Na sua opinião é preciso procurar equilíbrio, cortar o mal pela raiz?
Seria uma desgraça grande, a somar a outra desgraça, combatermos uma atividade económica altamente rentável e que traz benefício económico para o país, no PIB e nas exportações. Isso seria uma desgraça, e precisamos de tudo menos disso. É fundamental um equilíbrio e estabelecer mosaicos adequados que garantam corredores de fitossanidade do ponto de vista da gestão do território para impedir que criem corredores que evitem propagação fácil. Tudo isso pode ser feito sem pôr em causa a atividade económica. Acho até que há aqui algum dogma em torno dessa espécie.
Diaboliza-se o eucalipto?
Acho que se diaboliza o eucalipto porque a grande parte dessa espécie, como outras, está abandonada.
Nessas espécies, quando estão geridas, não há incêndios graves. Então o diabo não é o eucalipto, mas o abandono?
O diabo está exatamente no abandono, na falta de instrumentos para intervir no território. Esse é o nosso problema. E se não estiver lá o eucalipto, está lá outra coisa que será abandonada se mantivermos a mesma prática. Não se propaga tão rapidamente, mas também arde. E isso não resolve o problema. O que resolve não é esta discussão contra as espécies. Para mim, o foco é a gestão integrada, coordenada e, claro, equilibrada do território. O equilíbrio integra esse processo. Não podemos pôr um país só com eucaliptos.…
Para esse equilíbrio poderia ter havido um travão mais cedo à crescente cultura do eucalipto?
Não acho que seja um travão, acho é que é uma questão de gestão.
O que é que fizemos estes anos todos para melhorar a gestão da floresta abandonada e do território abandonado?
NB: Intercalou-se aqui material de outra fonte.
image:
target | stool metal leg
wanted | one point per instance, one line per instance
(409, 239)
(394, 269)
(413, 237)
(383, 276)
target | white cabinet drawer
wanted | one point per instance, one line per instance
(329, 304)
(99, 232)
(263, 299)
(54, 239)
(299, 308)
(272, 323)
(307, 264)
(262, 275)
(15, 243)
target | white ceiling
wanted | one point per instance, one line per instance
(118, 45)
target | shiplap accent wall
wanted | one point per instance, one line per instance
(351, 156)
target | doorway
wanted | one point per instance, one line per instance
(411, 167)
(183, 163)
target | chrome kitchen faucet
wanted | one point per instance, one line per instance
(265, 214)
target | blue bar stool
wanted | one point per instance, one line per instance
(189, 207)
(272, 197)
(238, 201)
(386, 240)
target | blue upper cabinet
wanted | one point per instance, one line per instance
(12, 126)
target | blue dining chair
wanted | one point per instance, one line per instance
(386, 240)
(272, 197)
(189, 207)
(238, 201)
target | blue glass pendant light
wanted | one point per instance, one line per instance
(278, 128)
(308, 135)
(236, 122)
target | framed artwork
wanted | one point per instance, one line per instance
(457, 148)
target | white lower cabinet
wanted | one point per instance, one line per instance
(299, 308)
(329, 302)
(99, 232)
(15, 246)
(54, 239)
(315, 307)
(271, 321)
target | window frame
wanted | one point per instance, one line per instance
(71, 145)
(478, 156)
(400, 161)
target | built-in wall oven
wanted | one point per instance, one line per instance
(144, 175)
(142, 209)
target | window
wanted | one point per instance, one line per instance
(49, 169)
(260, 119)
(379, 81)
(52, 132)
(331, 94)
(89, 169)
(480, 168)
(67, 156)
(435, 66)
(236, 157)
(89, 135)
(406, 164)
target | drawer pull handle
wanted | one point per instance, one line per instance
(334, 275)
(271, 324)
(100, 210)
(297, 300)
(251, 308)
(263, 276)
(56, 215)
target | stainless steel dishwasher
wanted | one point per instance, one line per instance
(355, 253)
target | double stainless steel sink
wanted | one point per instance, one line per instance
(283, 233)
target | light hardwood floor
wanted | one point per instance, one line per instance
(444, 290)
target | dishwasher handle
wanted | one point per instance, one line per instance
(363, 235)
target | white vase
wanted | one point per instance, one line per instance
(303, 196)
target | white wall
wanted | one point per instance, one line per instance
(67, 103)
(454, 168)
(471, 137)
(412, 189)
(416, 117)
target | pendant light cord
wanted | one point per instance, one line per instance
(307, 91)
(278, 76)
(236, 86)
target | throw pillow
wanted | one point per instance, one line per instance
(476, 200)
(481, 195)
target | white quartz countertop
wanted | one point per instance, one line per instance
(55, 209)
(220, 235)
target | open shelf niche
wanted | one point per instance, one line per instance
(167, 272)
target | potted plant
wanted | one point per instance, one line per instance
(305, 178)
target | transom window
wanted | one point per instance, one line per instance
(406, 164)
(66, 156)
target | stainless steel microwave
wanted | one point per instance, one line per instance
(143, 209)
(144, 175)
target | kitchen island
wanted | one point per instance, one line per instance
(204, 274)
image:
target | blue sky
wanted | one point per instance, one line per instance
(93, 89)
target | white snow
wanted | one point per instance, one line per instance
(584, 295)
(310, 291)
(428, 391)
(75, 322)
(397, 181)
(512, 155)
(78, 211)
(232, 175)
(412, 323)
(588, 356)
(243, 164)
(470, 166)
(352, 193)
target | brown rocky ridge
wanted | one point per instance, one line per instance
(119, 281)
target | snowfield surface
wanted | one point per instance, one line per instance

Não conseguimos dar passos significativos. Fizemos as ZIF e foram perdendo gás por questões de financiamento. As questões orçamentais, é bom dizer, sempre nos condicionaram. Se disser que tenho necessidade de gastar umas dezenas de milhões para fazer cadastros, põe-se sempre a questão do trade off entre isso e outra aplicação do recurso. Mas a sociedade acha mais fácil justificar o dinheiro que aplicamos no combate do que aquele que aplicamos quando não há incêndios e que é preciso investir. Se calhar a Política Agrícola Comum pode ser um instrumento importante para o ordenamento da nossa floresta.
Portugal deveria despejar dinheiro em cima do problema? É com mais dinheiro que se resolve?
Não. Claramente que precisamos de recursos, porque se quisermos fazer um cadastro temos de ter dinheiro e agora podemos fazer formas mitigadas. A floresta deve ser gerida de forma próxima, não centralizada, mas deve ser coordenada a um nível mais elevado. E isso é um trabalho de gestão. É um choque de gestão e não de recursos económicos.